Je monte les escaliers à toute vitesse afin de récupérer mon peignoir dans la salle de bain et alors que j'appuie sur l'interrupteur pour allumer la lumière, mes yeux tombent nez à nez avec une grosse bestiole qui gambade tranquillement sur le rebord du lavabo.

— Aaaah ! C'est quoi ce monstre.

Je crie, fais des bonds de deux mètres et pars en courant pour fuir cet arachnide qui me scrute de ses yeux pour me dévorer toute crue. Les coups se réitèrent sur le bois de la porte, j'ouvre sans me soucier une seconde de mon apparence et sauterai presque dans les bras du coursier qui m'apporte un pli dont je connais la provenance. Il s'agit d'une lettre envoyée par madame Rosa Harper alias le dragon. Je ne peux pas me tromper, puisqu'il y a le sceau de la fondation que dirige ma mère sur l'enveloppe. Je suis à deux doigts de faire une crise de panique et agrippe le pauvre gars par la veste avant de le supplier de monter là-haut avec moi.

— Euh merci pour la proposition, mais je vais décliner. Je suis un homme marié madame. Me balance-t-il au visage.

Hein !? Mais qu'est-ce qu'il s'imagine cet abruti ? Que j'ai envie de le remercier en le payant en nature.

— Il y a méprise. J'ai simplement une énorme mygale poilue qui se promène dans ma salle de bains et je suis terrifiée à l'idée de la voir se balader tranquillement alors que je serai dans mon bain.

— Ah oui, effectivement il y a quiproquo. Je suis désolé, j'ai cru que...

— On s'en fout ! Aidez-moi je vous en prie. Je suis prête à vous donner vingt dollars si vous m'en débarrassez.

Le gars d'une trentaine d'années prend tout son temps pour réfléchir, et lorsqu'il semble avoir la réponse, ce goujat ne se gêne pas pour négocier le prix de l'extermination.

— Cinquante dollars !

— Et puis quoi encore ! Vingt ou rien du tout.

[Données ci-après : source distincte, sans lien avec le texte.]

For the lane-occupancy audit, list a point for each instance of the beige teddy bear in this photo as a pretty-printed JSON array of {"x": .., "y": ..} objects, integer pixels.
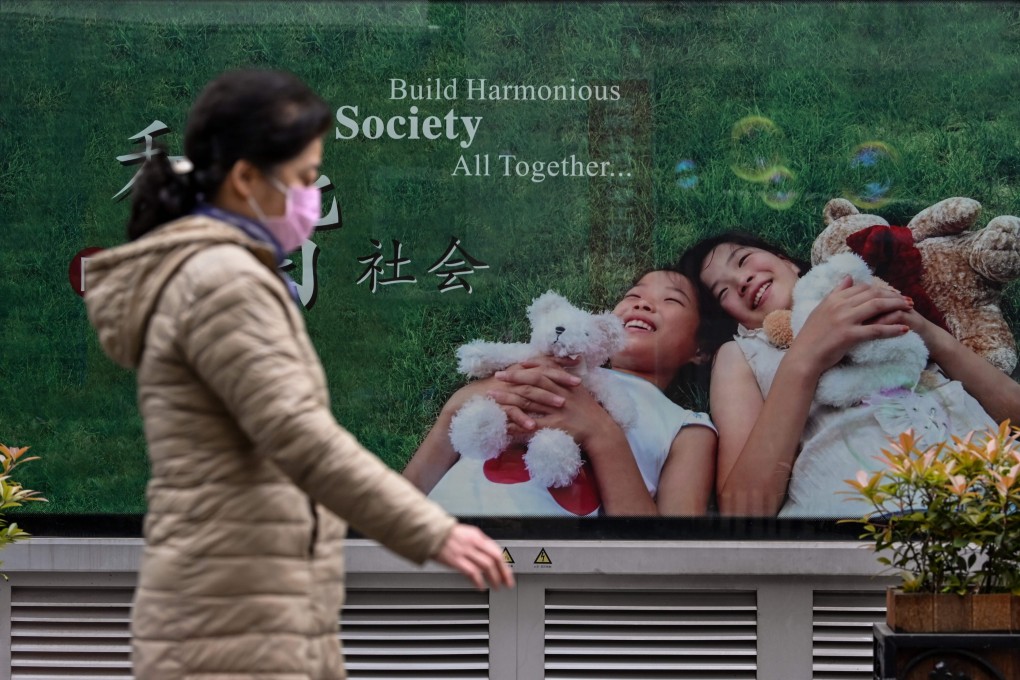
[{"x": 956, "y": 276}]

— Dans ce cas, veuillez signer ici pour que je puisse vous remettre cette lettre et partir en vous laissant seule face à la best...

— C'est bon ! C'est bon ! Le coupais-je. Vous êtes un escroc.
— Non madame, simplement un bon négociateur, réplique-t-il amusé. Alors où se trouve la petite bête ?

— Dans la salle de bains.
            
Je fouille dans mon portefeuille, extirpe un billet, puis le donne au voleur qui m'a rendu service en écrasant l'intrus.

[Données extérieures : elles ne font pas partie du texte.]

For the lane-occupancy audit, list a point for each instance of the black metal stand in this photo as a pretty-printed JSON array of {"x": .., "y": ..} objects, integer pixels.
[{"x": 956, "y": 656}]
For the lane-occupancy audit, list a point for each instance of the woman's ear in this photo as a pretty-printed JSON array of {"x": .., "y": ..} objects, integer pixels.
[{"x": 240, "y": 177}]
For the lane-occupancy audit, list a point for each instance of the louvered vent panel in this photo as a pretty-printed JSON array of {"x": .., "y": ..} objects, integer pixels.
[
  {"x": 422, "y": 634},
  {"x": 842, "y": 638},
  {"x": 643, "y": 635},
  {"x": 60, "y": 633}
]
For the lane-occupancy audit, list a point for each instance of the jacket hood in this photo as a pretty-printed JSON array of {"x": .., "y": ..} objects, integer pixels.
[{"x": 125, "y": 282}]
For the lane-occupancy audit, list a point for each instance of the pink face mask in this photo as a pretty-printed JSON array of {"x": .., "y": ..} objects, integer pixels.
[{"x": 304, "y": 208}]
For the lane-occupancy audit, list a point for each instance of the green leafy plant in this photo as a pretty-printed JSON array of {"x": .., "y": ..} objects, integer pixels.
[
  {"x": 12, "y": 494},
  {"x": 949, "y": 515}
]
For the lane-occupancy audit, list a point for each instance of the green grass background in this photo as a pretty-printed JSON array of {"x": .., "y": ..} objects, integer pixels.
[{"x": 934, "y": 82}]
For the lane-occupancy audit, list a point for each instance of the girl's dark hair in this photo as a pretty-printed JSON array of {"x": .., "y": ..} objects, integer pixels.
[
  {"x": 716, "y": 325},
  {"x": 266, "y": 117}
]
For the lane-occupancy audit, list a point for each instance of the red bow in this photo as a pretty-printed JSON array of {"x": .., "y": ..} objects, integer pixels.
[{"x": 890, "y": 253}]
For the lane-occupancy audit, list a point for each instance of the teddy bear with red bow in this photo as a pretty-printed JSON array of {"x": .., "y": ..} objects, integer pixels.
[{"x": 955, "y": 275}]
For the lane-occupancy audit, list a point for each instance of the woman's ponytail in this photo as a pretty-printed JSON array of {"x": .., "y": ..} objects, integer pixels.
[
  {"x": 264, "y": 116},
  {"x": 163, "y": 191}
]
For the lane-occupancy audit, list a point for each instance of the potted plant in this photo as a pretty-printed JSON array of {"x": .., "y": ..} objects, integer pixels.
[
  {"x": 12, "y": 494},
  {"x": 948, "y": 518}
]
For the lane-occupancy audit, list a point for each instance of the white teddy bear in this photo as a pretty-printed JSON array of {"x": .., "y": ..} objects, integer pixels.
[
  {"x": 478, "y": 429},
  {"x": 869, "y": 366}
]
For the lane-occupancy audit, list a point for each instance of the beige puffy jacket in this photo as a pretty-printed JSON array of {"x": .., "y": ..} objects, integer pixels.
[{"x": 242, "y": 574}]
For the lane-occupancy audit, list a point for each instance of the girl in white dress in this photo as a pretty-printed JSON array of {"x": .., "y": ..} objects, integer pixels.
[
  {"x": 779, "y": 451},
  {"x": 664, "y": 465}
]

— Au plaisir. Me dit-il en prenant l'argent de mes mains.

— C'est ça ! Sifflé-je entre mes dents.

Note pour moi-même:
Penser à acheter du répulsif au centre commercial, ça me coûtera moins cher.

J'ouvre l'enveloppe que m'a remise le coursier et découvre deux cartons d'invitation pour le gala qui aura lieu ce soir. C'est une première venant de ma mère, jamais auparavant je n'avais eu besoin de ces fichus cartons pour intégrer un de ses événements. Je suis certaine qu'elle l'a fait exprès, elle doit se douter que je serai seule, et c'est une façon pour elle de remuer le couteau dans la plaie et ainsi m'humilier.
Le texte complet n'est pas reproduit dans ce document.